By Araceli Crescencio

NASHVILLE, TN (WTVF) — It only takes one glimpse inside Sheila Clemmons Lee’s house to see what a loving mother she is.

It’s been six years since Lee lost her son Jocques Clemmons. He was shot and killed by a Metro Nashville Police Department officer when police said he didn’t drop his gun during a fight following a traffic stop.

His death led to city-wide protests.

Since then, Lee has been on a quest for justice, making it her mission to prevent other mothers from experiencing the same agony.

“Jocques — he didn’t get a chance. There was nobody to go to when he was killed,” Lee said.

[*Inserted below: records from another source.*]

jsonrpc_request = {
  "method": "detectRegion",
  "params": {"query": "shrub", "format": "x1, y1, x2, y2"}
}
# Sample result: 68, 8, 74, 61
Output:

She helped push for a community oversight board to act as a watchdog and investigate complaints against MNPD officers.

“We held town hall meetings to educate people on why a COB was needed. We had the numbers of how many people were being killed, we did knock on doors, we had to get so many signatures,” she said.

After a battle that lasted years, Nashville overwhelmingly voted to pass an amendment in 2018 to create a citizen-led COB.

But the decision from Tennessee lawmakers this month to disband COBs and replace them with advisory boards with no power to investigate complaints, has left Lee baffled, heartbroken, and once again disappointed in the voting process.

“Because what we’re gonna vote and get it passed and then a few years down the road the lawmaker can [say] ‘oh no we don’t want this”’

She’s hoping Gov. Bill Lee will listen to the people and veto the bill.

“I’m pleading here on TV: do not sign that bill. I’m asking you as a mother who has lost a child due to the negligence of the police, please don’t sign that bill,” she said.